W. M. (1) wraz ze swoją konkubiną T. M. (1) zamieszkiwali w K. w domu J. S. (1) przy ulicy (...). 28 czerwca 2016 roku w godzinach wieczornych W. M. posądzając konkubinę oraz J. S. o romans uderzał T. M. w głowę, szyję oraz tułów powodując obrażenia ciała w postaci licznych podbiegnięć krwawych twarzoczaszki i powłok głowy, złamania kości nosa, drobnej odmy opłucnowej szczytu prawej jamy opłucnowej, złamania prawego wyrostka poprzecznego pierwszego kręgu lędźwiowego, skutkujące naruszeniem czynności narządów ciała i rozstrojem zdrowia na czas powyżej 7 dni. T. M. uciekła przed W. M. za zewnątrz domu.
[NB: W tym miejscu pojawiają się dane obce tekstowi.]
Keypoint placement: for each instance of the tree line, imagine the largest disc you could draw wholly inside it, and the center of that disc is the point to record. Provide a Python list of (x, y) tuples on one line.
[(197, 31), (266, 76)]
W. M. zaatakował również znajdującego się w mieszkaniu J. S. - wielokrotnie kopał go nogą zaopatrzoną opatrunkiem gipsowym, uderzał również pięściami po twarzy, głowie, szyi, klatce piersiowej, powodując obrażenia ciała w postaci otarć naskórka i podbiegnięć krwawych na twarzy, wylewów krwawych w spojówkach gałkowych obu oczu, błonie śluzowej wargi dolnej z raną śluzówki, licznych złamań kości twarzoczaszki z towarzyszącymi im wylewami w tkance podskórnej i mięśniach, wylewów krwawych w tkance podskórnej głowy i mięśniu skroniowym lewym, wylewów krwawych podpajęczynówkowych, wylewów krwawych w mięśniach języka, podbiegnięcia krwawego na szyi i lewej okolicy nadobojczykowej, wylewów krwawych w tkance podskórnej i mięśniach grzbietu. O zdarzeniu T. M. telefonicznie powiadomiła policję. Przybyli na miejsce około 23.30 funkcjonariusze W. W. (1) oraz A. K. (1) zastali leżącą w trawie przed wejściem do domu T. M.. Miała ona opuchniętą i zakrwawioną twarz, nie można było nawiązać z nią kontaktu. We wnętrzu domu, na podłodze, w kałuży krwi leżał J. S., natomiast W. M. siedział na kanapie; na widok policjantów wstał i skierował się w ich stronę z metalowym prętem, co spowodowało konieczność podjęcia działań obezwładniających W. M.. Wykrzykiwał on, że J. S. zasłużył sobie na to, ponieważ miał romans z jego konkubiną; ta zaś miała szczęście, że uciekłą przez okno. Przybyła chwilę później załoga karetki pogotowia stwierdziła u J. S. liczne obrażenia okolic twarzoczaszki; został on przewieziony do Szpitala (...) w K.. Następstwem doznanych obrażeń stała się ciężka niewydolność krążeniowo – oddechowa, ta zaś stała się przyczyną zgonu J. S. 2 lipca 2016 roku.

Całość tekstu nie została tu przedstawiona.